In similar ways, sex could inform the images and identities for all men in early America. Sex mattered for the two most important aspects of a man’s life in the eighteenth century, his status as head of household or marriage and his calling. It’s perhaps easier to see how marriage and family are informed by sex and sexuality. Sexual performance within a marriage could inform masculine identity, adultery and other violations could threaten marital status, virility or impotence could reflect on a man’s capabilities and all could be linked to character or moral fiber in addition to physical manliness.

Perhaps less obvious is how sex informed masculine identity in the arguably desexualized worlds outside of family and marriage, including commerce, work, and public relations among men. But here too I find that sex figured in the bonds of fraternal brotherhood. Sex gossip, for example, tied the community of men together in ways that established in-group and out-group. And it should come as no surprise that sexual reputation infused broader reputation and affected credit relations, commercial ties, and other relations.

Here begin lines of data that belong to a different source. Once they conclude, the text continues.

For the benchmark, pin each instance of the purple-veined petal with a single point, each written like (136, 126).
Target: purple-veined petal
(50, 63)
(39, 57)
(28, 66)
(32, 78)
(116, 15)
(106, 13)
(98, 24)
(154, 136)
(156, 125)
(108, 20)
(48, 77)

Perhaps one of the greatest failings for men was not actually breaking conventions or norms of monogamous heterosexuality but being the derided subject of sex talk. Many men, of course, bonded over their very ability to engage in sex outside of marriage or rape and sexual assault of servants and slaves. Trouble arose for men when they had failed to create or maintain the personal ties that successfully kept such transgressions from the public – or from one’s enemies or competitors who might use adultery or cuckoldry or impotence as a weapon to underscore broader failings of character or strength and mastery. Such activities might only count against a man in the face of other transgressions. Once triggered, an assault against a man’s character could then involve all deviant behaviors. Not securing bonds of brotherhood or of mastery over dependents that would normally ensure silence was arguably itself the transgressor’s greatest failing.

Sex was a key component of manliness and masculine identity in colonial America. It both reflected and refracted other realities of life in early America, including religion, ethnicity, race, status, and gender. In some way, masculinity asserts itself as desexualized – in part to distance itself from femininity -- but our gender analysis should both recognize that oppositional relationship and push past the rhetoric to see how sex was indeed a key ingredient in men’s lives in early America.